La sainteté à laquelle Dieu appelle les croyants ne se limite pas à un lieu (le temple), à un moment (le sabbat) ou à un groupe (les prêtres), mais elle doit caractériser toute la vie de la communauté, partout et tout le temps. Alors c’est vrai que dans l’Ancien Testament Dieu donne des repères pour commencer : il faut être au minimum saint au temple, lors du sabbat ou quand on est prêtre, parce qu’ils sont tournés vers Dieu. Cependant, vous voyez que la sainteté ne se cantonne pas à ces lieux, à des moments ou à des groupes, mais que tout le peuple est en réalité appelé à vivre de manière sainte en toutes circonstances.

Les lois que Dieu énonce ne constituent pas un parcours bien défini pour devenir plus saint, des tâches qu’il faudrait accomplir pour décrocher un titre et arriver sur le podium ! C’est Dieu qui prend l’initiative de nous rapprocher de lui, de nous rendre saints par contagion, et ces lois sont plutôt des pistes concrètes pour vivre cette ressemblance avec Dieu. La sainteté se reçoit d’abord dans notre relation avec Dieu, et transforme ensuite notre vie tous azimuts : dans notre manière de travailler, d’être en famille, de rendre un culte à Dieu, dans notre entourage, dans la société, dans la politique même. La sainteté, c’est d’être proches de Dieu qui nous remet en phase avec notre vocation à être ses représentants, et ensuite ça se concrétise de mille et une manières dans notre quotidien.

Consécration, justice et amour

Etre saint, c’est ressembler à Dieu, c’est vivre à son image, c’est adopter ses valeurs comme style de vie. Soit, mais quels principes généraux suivre pour ressembler à Dieu, concrètement? Le texte que nous avons lu donne quelques pistes.

La première étape, c’est la consécration. Se consacrer à Dieu, c’est décider de le prendre pour modèle, tel qu’il se révèle dans sa Parole et en Jésus-Christ, son Fils devenu homme. Se consacrer à Dieu, c’est mettre Dieu au centre de notre vie : nourrir notre relation avec lui, puiser en lui notre force, notre espérance, notre vision du monde. C’était le sens du sabbat à respecter, jour hebdomadaire où le croyant se rappelle que sans Dieu il ne peut pas vivre, et qui se tourne vers lui pour se mettre à son écoute et se replacer devant lui. A nous de trouver des moments pour nous tourner vers Dieu et nous exposer à lui pour apprendre à lui ressembler.

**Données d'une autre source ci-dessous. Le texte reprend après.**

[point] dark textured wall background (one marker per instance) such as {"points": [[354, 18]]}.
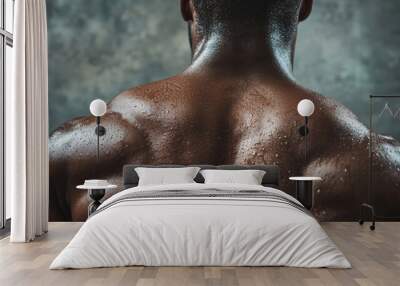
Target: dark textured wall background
{"points": [[347, 49]]}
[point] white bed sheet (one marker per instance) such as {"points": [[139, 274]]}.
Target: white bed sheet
{"points": [[200, 232]]}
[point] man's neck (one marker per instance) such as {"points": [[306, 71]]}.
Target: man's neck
{"points": [[246, 52]]}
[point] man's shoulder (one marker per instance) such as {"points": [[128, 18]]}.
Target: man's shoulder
{"points": [[164, 87]]}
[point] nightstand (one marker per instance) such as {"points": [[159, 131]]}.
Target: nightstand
{"points": [[304, 190], [96, 192]]}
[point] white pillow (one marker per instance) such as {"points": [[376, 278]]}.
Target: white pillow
{"points": [[163, 176], [248, 177]]}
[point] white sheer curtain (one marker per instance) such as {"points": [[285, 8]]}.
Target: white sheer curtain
{"points": [[27, 124]]}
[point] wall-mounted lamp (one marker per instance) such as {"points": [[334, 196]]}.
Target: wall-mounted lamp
{"points": [[98, 108], [305, 108]]}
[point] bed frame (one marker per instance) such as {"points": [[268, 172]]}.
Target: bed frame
{"points": [[271, 177]]}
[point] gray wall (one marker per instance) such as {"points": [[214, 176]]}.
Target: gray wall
{"points": [[347, 50]]}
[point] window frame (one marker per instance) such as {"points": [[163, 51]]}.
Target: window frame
{"points": [[6, 39]]}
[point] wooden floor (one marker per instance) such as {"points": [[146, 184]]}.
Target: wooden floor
{"points": [[375, 257]]}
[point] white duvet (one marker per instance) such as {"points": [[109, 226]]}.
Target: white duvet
{"points": [[200, 231]]}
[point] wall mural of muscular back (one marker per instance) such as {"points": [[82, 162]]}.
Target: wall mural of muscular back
{"points": [[231, 99]]}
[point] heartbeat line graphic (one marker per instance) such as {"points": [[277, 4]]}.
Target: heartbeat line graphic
{"points": [[388, 110]]}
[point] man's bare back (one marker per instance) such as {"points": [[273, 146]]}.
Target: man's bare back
{"points": [[217, 112]]}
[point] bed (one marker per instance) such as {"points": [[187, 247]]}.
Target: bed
{"points": [[198, 224]]}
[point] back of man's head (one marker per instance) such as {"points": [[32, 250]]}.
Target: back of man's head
{"points": [[212, 14]]}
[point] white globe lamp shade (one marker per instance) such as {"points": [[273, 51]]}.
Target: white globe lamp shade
{"points": [[98, 107], [305, 108]]}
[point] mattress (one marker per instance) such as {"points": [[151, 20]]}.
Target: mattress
{"points": [[201, 225]]}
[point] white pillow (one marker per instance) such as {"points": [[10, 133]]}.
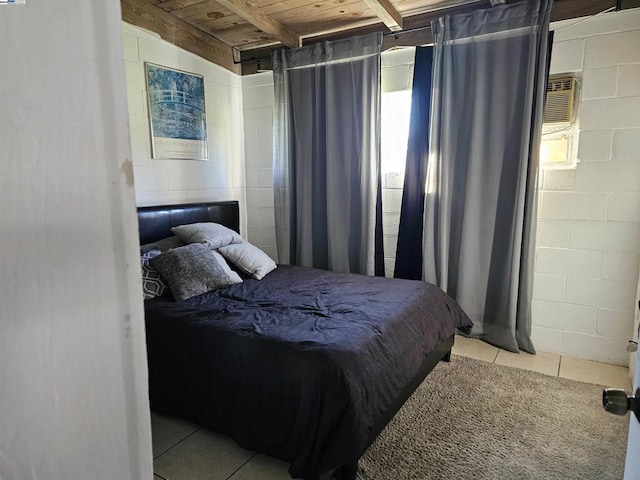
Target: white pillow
{"points": [[249, 258], [233, 276], [212, 234]]}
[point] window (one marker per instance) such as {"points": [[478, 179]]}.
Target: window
{"points": [[396, 113]]}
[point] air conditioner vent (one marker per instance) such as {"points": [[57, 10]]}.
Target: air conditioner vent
{"points": [[561, 99]]}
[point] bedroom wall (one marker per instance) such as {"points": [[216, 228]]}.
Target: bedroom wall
{"points": [[589, 217], [588, 242], [179, 181], [258, 103], [73, 370]]}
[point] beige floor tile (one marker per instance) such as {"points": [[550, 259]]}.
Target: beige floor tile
{"points": [[203, 456], [542, 362], [264, 468], [167, 431], [469, 347], [612, 376]]}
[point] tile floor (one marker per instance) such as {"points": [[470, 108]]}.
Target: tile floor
{"points": [[185, 451]]}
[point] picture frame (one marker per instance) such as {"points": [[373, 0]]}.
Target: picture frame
{"points": [[177, 115]]}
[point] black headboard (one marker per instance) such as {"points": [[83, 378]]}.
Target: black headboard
{"points": [[154, 223]]}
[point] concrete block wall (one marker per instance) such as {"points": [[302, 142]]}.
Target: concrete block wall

Se consacrer à Dieu c’est aussi renoncer à ce qui compromet notre relation avec lui, comme par exemple le fait de mélanger des croyances issues de différentes religions pour se faire sa propre spiritualité. Dans ce cas-là, on n’est plus en relation avec Dieu, on ne cherche plus à le connaître lui, tel qu’il est, mais on plaque sur lui ce qui nous arrange. Chercher le Dieu saint, c’est la première étape de la sainteté : vivre de plus en plus près de lui, se laisser enseigner par lui et se laisser transformer à son image.

Ensuite, il me semble que deux grands principes caractérisent les mises en œuvre de la sainteté. D’abord, le croyant qui ressemble à Dieu est appelé à être juste. La justice s’exprime dans notre texte de multiples manières : dans l’honnêteté commerçante (sans tricher sur les poids – factures p.ex.), dans le refus de la corruption (faux témoignages, pots de vin), dans le refus de profiter du faible (se moquer du sourd, l’aveugle, retarder le salaire de l’ouvrier intérimaire, les enfants, les personnes âgées), dans le refus aussi des préjugés et des partis pris. Je trouve ce commandement étonnant, au v.15 : ne favorisez pas les gens puissants, c’est-à-dire ne vous laissez pas corrompre. Mais, ne favorisez pas non plus les pauvres : jugez l’affaire sans parti pris. Ce commandement me fait réfléchir, surtout dans une société qui a tendance à vite juger, à distribuer les sentences en fonction des apparences. Dieu nous appelle à être justes, sages, à chercher la vérité en toute clarté, en toute honnêteté.

L’autre caractéristique, qui va de pair avec la justice, c’est l’amour. L’amour, commandement unique du christ qui nous appelle à aimer comme il nous a aimés, l’amour du prochain auquel Jésus et les apôtres nous invitent si souvent, l’amour de l’autre vient de ce chapitre (cf. Mt 22). Et ce chapitre est le seul à mentionner l’amour de l’autre dans tout le livre du Lévitique, et il le fait deux fois, v.18 tu aimeras ton prochain comme toi-même, et v.34 tu aimeras l’étranger comme toi-même. L’amour, dans la Bible, ce n’est pas un sentiment qu’on ressent un peu malgré soi, qui va et qui vient, en fonction des goûts ou des atomes crochus, mais c’est une attitude qu’on choisit d’avoir. Dieu nous appelle à aimer celui qui nous ressemble, notre prochain, et à aimer celui qui nous est étranger, qui nous effraie, qui nous remet en question.

Comment Dieu définit-il l’amour ici ? v.17 Refuser d’envenimer les conflits avec le prochain, refuser de se laisser guider par la colère ou l’amertume, mais, malgré la colère ou la souffrance, œuvrer à la réconciliation en allant le voir pour exposer le problème et trouver une solution. Aimer l’autre, c’est aussi lui venir en aide, avec générosité – p. ex. dans l’ancien temps, c’était laisser au pauvre ou à l’immigré de quoi manger en récupérant les restes des récoltes.

Dieu nous appelle à être à son image : justes, mais en arrondissant les angles, en faisant le premier pas, en favorisant activement le bien et la paix. Non pas une justice campée sur ses principes qui reste loin, mais une justice qui se met en 4 pour aider chacun, quelle que soit sa position sociale, ses origines, ses compétences, ses relations, pour aider chacun à avancer et à progresser.

Ces deux principes, justice et amour, tournent nos yeux vers le Christ, lui qui a révélé pleinement la justice de Dieu, sa colère face au mal, lui qui a révélé pleinement l’amour de Dieu, dépassant sa colère, lui qui était parfait et qui a délibérément endossé notre culpabilité face à Dieu, prenant l’initiative pour que nous soyons pardonnés et vivants, réconciliés avec Dieu pour recevoir de lui la vraie vie. Par Jésus-Christ, nous sommes rapprochés de Dieu pour toujours, reconnectés à lui dans son Esprit, réintégrés dans cette relation avec Dieu qui nous rend capables de répondre à notre vocation : être images de Dieu sur la terre, transmettre ce que nous voyons en lui, une justice éclatante de vérité, et un amour débordant.